Somewhere in the middle of 2015, Google partnered with Tata Trust to bridge the digital divide amongst women in rural India (aka Bharat). While India has over 400 million Internet users, only 30 per cent of users consists of the female. This divide gets deeper in villages with only 10 per cent of overall women are Internet savvy.
The 21 months programme seems to be reflecting the impact on ground level as it claims to train 15 million women across 150K villages. For ensuring two days training, the search giant has leveraged about 45,000 trainers.
Internet Saathi is aimed at making rural women digitally literate and enhance their livelihood options. Under the programme, women are also trained to give digital literacy to their gender. Such trained ambassador would further train others across 2-4 neighbouring villages.
Besides Internet Saathi, Google has several programmes such as ‘Grow with Google’ that enables students to set up a computer science lab at their schools.
Meanwhile, Tata Trusts has also set up Foundation For Rural Entrepreneurship Development (FREND) that allows companies and organisations to leverage the network of Internet Saathi for penetration of services and information in rural areas.
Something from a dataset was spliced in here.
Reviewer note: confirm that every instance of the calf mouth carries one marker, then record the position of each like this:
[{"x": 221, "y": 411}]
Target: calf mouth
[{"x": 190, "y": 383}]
This will open up newer avenues of income generation for such women in villages. Currently, Internet Saathi programme is operational across 10 states including Andhra Pradesh, Bihar, and Haryana.
Of late, Google has been betting big on emerging markets such as India and Brazil through a slew of campaigns including Next Billion Users program. It ’s focused on helping the non-English speaking population in India.
The program is led by Caesar Sengupta with a team of about 120 people spread across Hyderabad, Zurich, and Singapore. The alphabet-owned company also launched free Wi-Fi service at railway stations in India in January 2016.
So far, it has connected over 400 Indian Railways stations with high-speed Internet service.
The development was reported by BusinessLine.